Desde Kiev, la capital de Ucrania, el ex líder de los tártaros de Crimea Mustafá Djemilev lucha contra la anexión. El hombre delgado, de 75 años, está sentado en su escritorio con un traje color ocre y juega con un encendedor mientras habla. «Es nuestro hogar», dice sobre Crimea.
Djemilev, legislador en el Parlamento ucraniano, deplora el clima de miedo que reina en la península. Su esposa y sus seguidores aún viven en Crimea.
El dirigente señala que ahora es como en la época soviética, cuando nadie se atrevía a decir lo que pasaba abiertamente. Djemilev sostiene que nadie quiere problemas con el servicio secreto. Y él sabe de lo que habla.
El disidente, que en la era soviética fue confinado durante varios años a campos de trabajo forzado por razones políticas, es buscado por Rusia como extremista.
El influyente tártaro de Crimea recibió en 2014 un llamado de Vladimir Putin. El jefe del Kremlin quería saber qué se necesitaba para poner a los tártaros del lado de los rusos.
Djemilev cuenta que rechazó firmar un pacto con Moscú. Poco después se celebró el referéndum no reconocido a nivel internacional, y Crimea se unió a Rusia.
Hoy, Djemilev acusa a Putin de convertir Crimea en una fortaleza debido a la decisión de rearmar la base de la flota rusa del Mar Negro en la ciudad costera de Sebastopol.
Los rusos pudieron utilizar la ubicación estratégicamente favorable de la región para fines militares, incluso en la época ucraniana. Sin embargo, tras el cambio de poder en Kiev en 2014, Rusia temía perder esta base.
Djemilev afirma que entre 20.000 y 25.000 personas abandonaron Crimea tras la anexión. Él aconseja quedarse pero muchos de los que se han quedado creen que Djemilev es un traidor porque apoya las sanciones. Moscú está haciendo mucho para reducir al máximo las consecuencias de la anexión.
Los tártaros de Crimea tienen grandes reservas hacia los rusos, especialmente desde haber sido deportados en la Segunda Guerra Mundial. El dictador soviético Josef Stalin los envió a Asia Central como traidores porque supuestamente colaboraron con los nazis.
También debido a esta experiencia histórica, muchos tártaros de Crimea boicotearon el referéndum de 2014 sobre la unificación. Sin embargo, la mayoría ha aceptado el hecho de que rijan otras leyes, dice Ismailov, el muftí adjunto de la antigua mezquita.
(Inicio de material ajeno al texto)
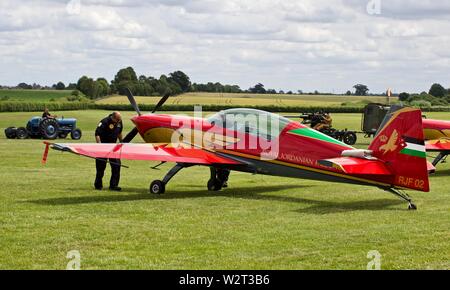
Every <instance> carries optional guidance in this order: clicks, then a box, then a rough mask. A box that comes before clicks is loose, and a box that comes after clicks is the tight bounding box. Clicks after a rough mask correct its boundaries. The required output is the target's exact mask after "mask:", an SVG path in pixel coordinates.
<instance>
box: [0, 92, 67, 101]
mask: <svg viewBox="0 0 450 290" xmlns="http://www.w3.org/2000/svg"><path fill="white" fill-rule="evenodd" d="M70 93H71V91H56V90H0V100H3V101H23V102H49V101H50V100H52V99H53V100H55V101H57V100H58V99H61V98H64V97H67V96H70Z"/></svg>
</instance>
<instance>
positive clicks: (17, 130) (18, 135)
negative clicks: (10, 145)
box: [16, 127, 29, 139]
mask: <svg viewBox="0 0 450 290" xmlns="http://www.w3.org/2000/svg"><path fill="white" fill-rule="evenodd" d="M16 135H17V138H18V139H28V137H29V136H28V131H27V129H26V128H23V127H20V128H18V129H17V131H16Z"/></svg>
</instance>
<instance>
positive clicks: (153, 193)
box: [150, 163, 188, 194]
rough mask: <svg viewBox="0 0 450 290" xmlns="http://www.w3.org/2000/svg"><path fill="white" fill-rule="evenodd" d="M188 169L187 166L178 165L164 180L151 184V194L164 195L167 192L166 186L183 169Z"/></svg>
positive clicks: (156, 181)
mask: <svg viewBox="0 0 450 290" xmlns="http://www.w3.org/2000/svg"><path fill="white" fill-rule="evenodd" d="M186 167H188V165H186V164H182V163H177V165H175V166H174V167H173V168H172V169H171V170H170V171H169V172H168V173H167V174H166V176H165V177H164V179H163V180H155V181H153V182H152V183H151V184H150V192H151V193H153V194H164V192H166V184H167V183H169V181H170V180H171V179H172V177H174V176H175V175H176V174H177V173H178V172H180V170H181V169H183V168H186Z"/></svg>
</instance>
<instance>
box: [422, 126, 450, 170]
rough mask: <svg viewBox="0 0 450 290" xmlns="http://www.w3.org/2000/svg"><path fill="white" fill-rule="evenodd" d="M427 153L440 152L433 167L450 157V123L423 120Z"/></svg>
mask: <svg viewBox="0 0 450 290" xmlns="http://www.w3.org/2000/svg"><path fill="white" fill-rule="evenodd" d="M422 122H423V130H424V136H425V140H427V142H426V149H427V152H439V155H438V156H437V157H436V159H434V161H433V165H434V166H436V165H437V164H438V163H439V162H441V161H445V159H446V158H447V156H448V155H450V121H441V120H431V119H423V121H422Z"/></svg>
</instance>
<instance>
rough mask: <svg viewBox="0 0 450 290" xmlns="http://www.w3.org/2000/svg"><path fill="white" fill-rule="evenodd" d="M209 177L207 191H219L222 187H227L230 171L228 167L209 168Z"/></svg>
mask: <svg viewBox="0 0 450 290" xmlns="http://www.w3.org/2000/svg"><path fill="white" fill-rule="evenodd" d="M210 170H211V178H210V179H209V181H208V185H207V186H208V190H209V191H220V190H221V189H222V188H224V187H228V184H227V182H228V177H229V176H230V171H229V170H228V169H217V168H214V167H211V168H210Z"/></svg>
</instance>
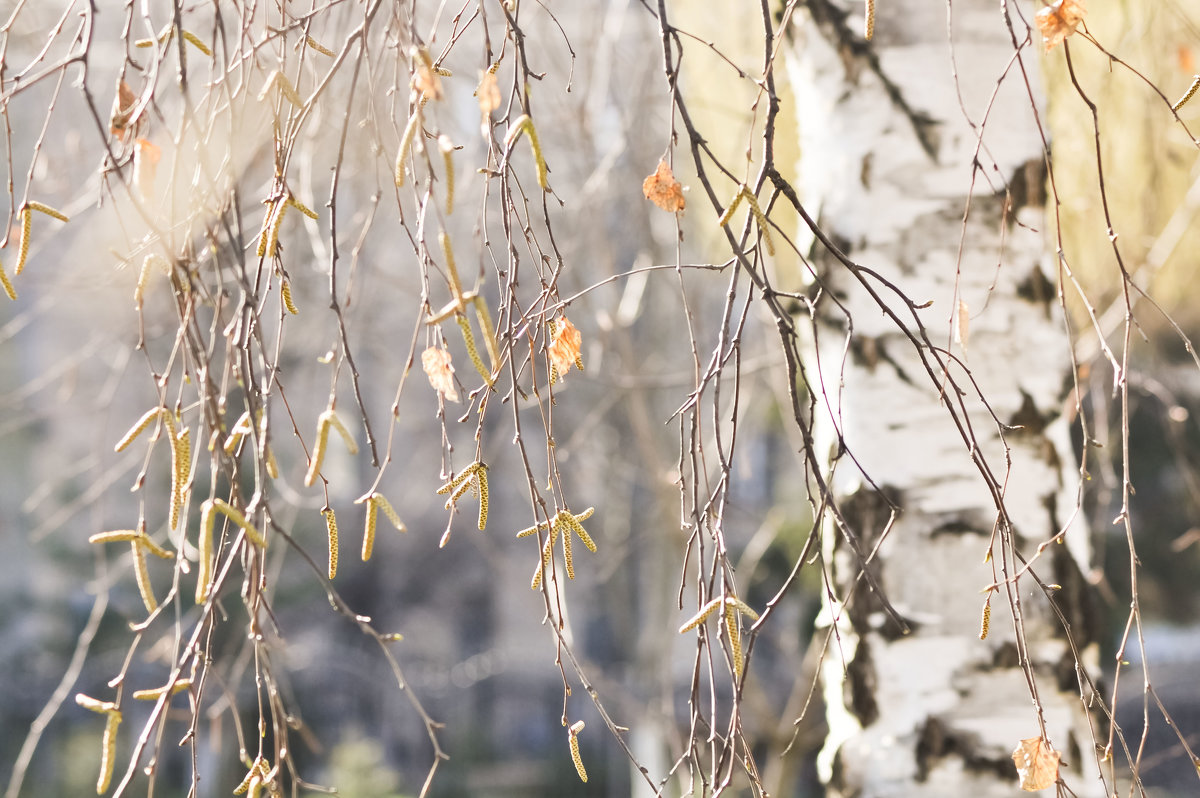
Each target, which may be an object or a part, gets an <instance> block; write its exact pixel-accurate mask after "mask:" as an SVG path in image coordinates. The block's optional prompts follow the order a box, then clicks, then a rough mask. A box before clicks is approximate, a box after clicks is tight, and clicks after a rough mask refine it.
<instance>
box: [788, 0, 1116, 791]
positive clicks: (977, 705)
mask: <svg viewBox="0 0 1200 798" xmlns="http://www.w3.org/2000/svg"><path fill="white" fill-rule="evenodd" d="M805 8H806V14H799V16H798V22H797V23H796V24H794V25H793V28H792V29H791V30H790V31H788V32H790V35H791V52H790V60H788V71H790V77H791V85H792V88H793V90H794V92H796V107H797V114H798V118H799V130H800V152H802V161H800V164H799V175H800V184H802V187H803V196H804V200H805V203H806V208H808V209H809V211H810V212H812V215H815V216H816V217H817V218H818V220H820V222H821V224H822V227H823V228H824V230H826V232H827V234H828V239H829V240H833V241H839V242H841V246H842V248H844V253H845V254H846V256H848V258H850V260H852V262H853V263H857V264H862V269H860V270H857V271H853V270H848V269H847V266H846V263H847V262H846V260H844V259H841V258H840V257H834V256H833V253H830V252H829V251H828V250H826V248H824V247H822V246H821V245H820V242H814V246H812V252H811V262H812V263H814V264H815V266H816V268H817V271H818V274H821V276H822V281H823V283H822V288H823V293H822V295H823V296H824V298H827V299H826V300H824V301H823V304H821V305H818V306H817V313H816V316H817V319H818V323H820V324H821V325H822V326H821V330H820V335H818V336H817V337H816V341H817V342H818V346H820V347H821V350H820V372H818V373H820V383H818V384H816V385H814V392H815V394H817V395H818V396H820V397H821V398H822V400H823V401H826V402H828V404H829V407H828V408H827V409H822V410H818V412H817V415H818V418H821V419H824V420H826V425H824V427H823V428H817V430H816V433H817V436H818V439H817V451H821V452H829V456H830V458H832V463H830V464H832V468H830V472H829V475H828V482H829V485H830V487H832V490H833V491H834V494H835V496H834V498H835V499H836V500H838V503H839V504H838V506H839V510H840V514H841V515H840V517H841V518H842V521H844V522H845V523H846V524H847V526H848V527H850V532H851V533H852V534H853V535H856V536H857V539H858V540H859V541H860V546H859V547H858V551H851V547H850V546H848V545H847V544H846V542H845V540H846V535H844V534H838V533H836V530H832V529H830V530H827V533H826V535H824V542H823V556H824V562H826V565H827V568H828V571H829V575H830V584H829V588H830V590H832V592H833V594H834V596H833V598H832V600H830V602H829V605H828V606H827V607H826V611H824V613H823V623H826V624H827V625H830V626H834V628H835V629H836V641H838V642H836V643H835V644H832V646H830V649H829V650H828V652H827V653H826V660H824V665H823V668H824V670H823V679H824V697H826V703H827V707H828V725H829V734H828V738H827V740H826V746H824V749H823V751H822V754H821V757H820V762H818V766H820V769H821V774H822V778H823V779H824V780H826V781H827V784H828V785H829V794H830V796H845V797H850V796H854V797H856V798H872V797H877V796H880V797H882V796H905V797H906V798H935V797H936V798H940V797H942V796H947V794H956V796H973V797H974V796H980V797H985V798H986V797H991V796H1012V794H1014V792H1015V791H1016V788H1018V786H1019V782H1018V776H1016V769H1015V768H1014V766H1013V758H1012V751H1013V748H1014V745H1018V744H1019V743H1020V742H1021V740H1026V742H1028V740H1030V739H1031V738H1033V737H1034V736H1038V737H1037V739H1043V738H1044V743H1043V748H1042V749H1039V750H1046V751H1050V750H1054V749H1061V750H1069V745H1070V744H1072V740H1076V739H1091V734H1090V732H1088V730H1087V727H1086V721H1085V719H1084V714H1082V710H1081V708H1080V701H1079V685H1078V682H1075V680H1074V679H1067V678H1063V677H1064V676H1066V671H1067V670H1068V668H1067V667H1063V664H1069V665H1070V666H1072V667H1070V668H1069V670H1072V671H1074V667H1073V666H1074V660H1073V658H1072V655H1070V648H1069V646H1068V643H1067V642H1066V640H1064V630H1063V626H1062V623H1061V620H1060V617H1058V616H1056V612H1061V616H1062V618H1063V619H1066V622H1067V624H1068V626H1069V629H1070V632H1072V634H1073V635H1074V640H1075V643H1076V644H1078V646H1080V650H1085V647H1087V644H1088V643H1090V641H1091V640H1092V635H1093V622H1092V620H1091V612H1090V608H1088V600H1087V586H1086V581H1082V580H1081V575H1082V574H1085V572H1086V570H1087V568H1086V565H1087V560H1088V556H1090V550H1088V541H1087V530H1086V529H1085V528H1084V527H1082V524H1081V522H1080V521H1079V520H1078V514H1075V512H1073V511H1072V510H1073V508H1074V505H1075V491H1076V479H1075V475H1074V469H1073V468H1072V467H1069V466H1064V463H1063V462H1062V460H1061V457H1060V454H1058V452H1068V451H1070V446H1069V439H1068V436H1067V427H1066V421H1064V419H1063V418H1062V414H1061V413H1058V408H1060V406H1061V402H1062V391H1063V388H1062V386H1063V376H1064V374H1067V373H1069V367H1070V361H1069V348H1068V341H1067V340H1066V337H1064V335H1063V331H1062V325H1061V324H1060V323H1057V322H1056V319H1055V318H1054V313H1052V312H1051V308H1054V307H1056V305H1055V301H1054V298H1055V296H1056V286H1054V284H1052V283H1051V282H1050V281H1049V280H1048V278H1046V274H1051V275H1052V274H1055V271H1054V270H1052V268H1051V266H1050V264H1049V262H1048V257H1046V252H1045V248H1044V242H1043V240H1042V236H1040V234H1039V233H1038V232H1037V230H1040V229H1044V224H1043V208H1042V205H1043V203H1044V194H1043V191H1042V181H1043V175H1044V167H1043V163H1044V157H1043V152H1042V143H1040V139H1039V137H1038V134H1037V127H1036V125H1034V124H1033V114H1032V109H1031V103H1032V100H1031V98H1030V96H1028V94H1027V92H1026V85H1036V80H1037V70H1038V65H1037V62H1036V61H1034V60H1033V58H1036V55H1037V54H1036V53H1033V54H1032V55H1030V58H1028V60H1027V61H1021V62H1016V64H1015V65H1014V64H1013V43H1012V42H1013V41H1014V32H1015V40H1016V41H1024V40H1025V29H1024V28H1021V29H1019V30H1014V31H1010V30H1009V29H1008V28H1007V25H1006V18H1004V17H1003V16H1002V14H997V13H996V7H995V5H994V4H990V2H983V1H977V2H966V4H962V2H955V4H953V6H952V7H950V13H952V22H950V37H952V41H953V47H952V46H950V44H948V42H947V22H946V13H947V11H946V6H944V5H940V4H929V2H925V1H924V0H889V4H888V6H887V28H886V36H881V37H880V38H877V40H876V41H874V42H872V43H870V44H868V43H865V42H864V41H863V38H862V36H860V35H859V34H858V31H856V30H852V25H853V19H852V18H851V13H852V12H853V11H854V10H856V8H854V6H853V5H852V4H851V2H848V0H847V1H845V2H842V1H841V0H836V1H835V0H809V2H806V4H805ZM1015 24H1021V25H1024V23H1019V22H1018V23H1015ZM1027 49H1033V48H1027ZM955 74H956V76H958V78H956V80H958V82H956V83H955V77H954V76H955ZM1026 80H1028V84H1027V83H1026ZM997 86H998V88H997ZM989 103H990V104H989ZM985 119H986V124H984V120H985ZM968 120H970V121H968ZM980 136H982V140H980ZM973 164H974V166H973ZM973 168H974V169H979V170H982V172H983V173H984V174H986V175H1003V176H1006V178H1008V179H1009V180H1010V184H1009V185H1008V186H1002V187H1001V188H1000V190H997V188H996V187H995V186H989V185H988V182H986V180H984V179H983V178H982V176H980V174H972V169H973ZM972 178H974V181H972ZM989 179H994V178H989ZM972 182H973V184H974V190H973V194H972V193H968V192H972ZM965 209H966V210H967V212H966V215H965V212H964V211H965ZM964 218H966V221H965V222H964ZM1018 222H1020V223H1018ZM997 264H998V268H997ZM994 281H995V284H992V282H994ZM828 298H836V300H838V301H836V302H834V301H832V300H829V299H828ZM959 308H971V310H970V341H971V360H970V364H967V362H966V361H964V360H961V353H959V355H960V359H955V360H950V359H949V355H948V354H943V353H946V352H948V350H949V349H950V343H952V342H953V341H954V334H955V328H956V326H958V328H959V337H960V340H961V341H962V342H964V344H965V342H966V337H967V336H966V324H965V319H964V318H962V316H964V314H965V311H960V310H959ZM881 310H883V311H884V312H881ZM850 319H853V322H852V324H851V323H850ZM901 324H902V325H905V326H902V328H901ZM816 364H817V361H814V368H816V367H817V365H816ZM968 370H970V371H968ZM983 398H985V400H986V403H984V401H983ZM1009 425H1016V426H1019V427H1021V430H1020V432H1016V431H1014V430H1013V428H1012V426H1009ZM1006 446H1007V448H1008V450H1006ZM1009 462H1010V467H1009V466H1008V463H1009ZM1061 522H1062V523H1068V524H1069V526H1068V528H1067V529H1066V530H1063V529H1062V528H1060V526H1058V524H1060V523H1061ZM994 529H995V530H996V534H995V535H994V533H992V530H994ZM947 533H953V534H947ZM1058 533H1066V534H1064V535H1063V538H1061V540H1063V541H1064V544H1063V545H1057V544H1050V546H1052V551H1049V552H1046V556H1045V557H1044V558H1042V559H1038V560H1037V562H1036V563H1034V565H1033V570H1034V571H1036V572H1037V575H1038V576H1039V577H1040V578H1042V580H1043V582H1045V583H1049V582H1051V581H1052V580H1057V581H1058V582H1060V583H1061V584H1062V586H1063V588H1062V589H1061V590H1056V592H1052V593H1054V595H1055V599H1054V601H1055V606H1054V607H1051V605H1050V601H1049V600H1048V599H1045V598H1044V596H1043V594H1042V593H1040V592H1036V590H1034V588H1036V584H1034V582H1033V578H1032V576H1031V575H1030V574H1027V572H1026V574H1024V575H1022V577H1021V581H1020V582H1019V584H1018V586H1016V587H1014V586H1013V584H1012V582H1010V581H1008V580H1010V577H1013V575H1014V574H1016V572H1018V571H1020V569H1021V566H1022V563H1021V562H1019V560H1016V559H1015V558H1014V557H1015V551H1014V548H1015V550H1019V551H1021V552H1022V553H1024V554H1025V556H1026V557H1027V558H1028V557H1032V556H1033V554H1034V550H1036V546H1037V544H1040V542H1043V541H1048V540H1050V539H1052V538H1054V536H1055V535H1057V534H1058ZM866 559H869V564H865V565H864V562H865V560H866ZM864 571H865V574H866V576H865V577H864ZM868 583H870V584H871V586H875V584H877V586H878V587H880V589H881V590H882V595H878V594H876V593H875V590H874V589H869V588H868ZM989 587H992V592H994V593H995V595H990V599H991V600H990V602H989V606H990V610H989V611H988V616H986V617H985V620H984V622H983V623H984V626H985V628H988V630H989V631H990V635H986V640H983V641H982V640H979V635H980V599H982V598H983V596H980V590H985V589H986V588H989ZM1031 592H1032V593H1031ZM1018 601H1019V604H1018ZM889 604H890V606H894V607H895V611H896V612H898V613H899V614H900V617H901V618H902V620H904V622H905V623H906V625H907V628H908V634H896V631H895V628H894V624H892V623H890V622H889V620H888V619H887V616H886V613H884V612H882V610H881V608H882V607H886V606H888V605H889ZM1014 608H1016V610H1019V614H1018V616H1016V617H1015V619H1014ZM1014 629H1019V634H1014ZM1085 656H1087V658H1094V647H1092V648H1087V649H1086V650H1085ZM1034 690H1036V694H1034V692H1033V691H1034ZM1039 707H1040V713H1039V709H1038V708H1039ZM983 718H986V719H989V720H988V722H986V725H984V724H982V722H980V719H983ZM1043 720H1044V724H1045V726H1044V730H1045V731H1044V733H1043V731H1042V730H1043V727H1042V721H1043ZM1034 769H1037V768H1034ZM1055 773H1056V774H1057V775H1061V776H1062V778H1063V779H1066V780H1067V784H1068V785H1069V787H1070V788H1072V790H1073V791H1074V793H1075V794H1078V796H1080V797H1091V796H1099V794H1102V787H1100V784H1099V781H1098V779H1096V778H1094V773H1096V766H1094V762H1093V758H1092V757H1091V756H1090V755H1084V756H1078V757H1076V756H1072V757H1069V766H1068V764H1063V767H1062V768H1061V772H1060V770H1056V772H1055ZM1038 776H1039V779H1040V778H1043V774H1042V773H1040V772H1039V773H1038ZM1039 779H1034V780H1032V781H1027V782H1031V784H1032V782H1034V781H1037V782H1039Z"/></svg>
El líder musulmán considera que «el peor error» de Kiev ha sido que nunca restituyó totalmente los derechos a los tártaros de Crimea. «La legislación rusa nos ha dado más que la ucraniana», sostiene. Hace cinco años, Putin ordenó la rehabilitación política de los tártaros.
El muftí adjunto señala que ahora los tártaros reciben sus parcelas de tierra, a diferencia de antes, ya que cuando Ucrania todavía estaba al mando, hubo repetidos conflictos porque los miembros de la minoría luchaban por la tierra.
Ya existen 370 mezquitas en la península, celebra Ismailov, aunque admite que bajo el liderazgo ruso todavía hay problemas y cuestiones abiertas.
Rusia, por otra parte, se apresura para que Crimea deje de depender del territorio continental ucraniano. Desde la anexión y debido a los inminentes bloqueos del lado ucraniano, los rusos han construido centrales eléctricas y estaciones de bombeo.
También se ha construido un aeropuerto ultramoderno, un puente que une la localidad costera de Kerch con Rusia continental y la autopista Tavrida.
Muchas cosas ya no son como antes. Por las sanciones occidentales, los cajeros automáticos ya no aceptan tarjetas internacionales, y tampoco todas las rusas.
La presión de Occidente es omnipresente. Donde antes la cadena de comida rápida estadounidense McDonald’s tenía una sucursal en el moderno edificio de la estación, se ha instalado un sencillo Avto Café. En lugar de un KFC, ahora hay un CFC en el centro: «Crimean Fried Chicken». El negocio podría ir mejor, se oye por todas partes.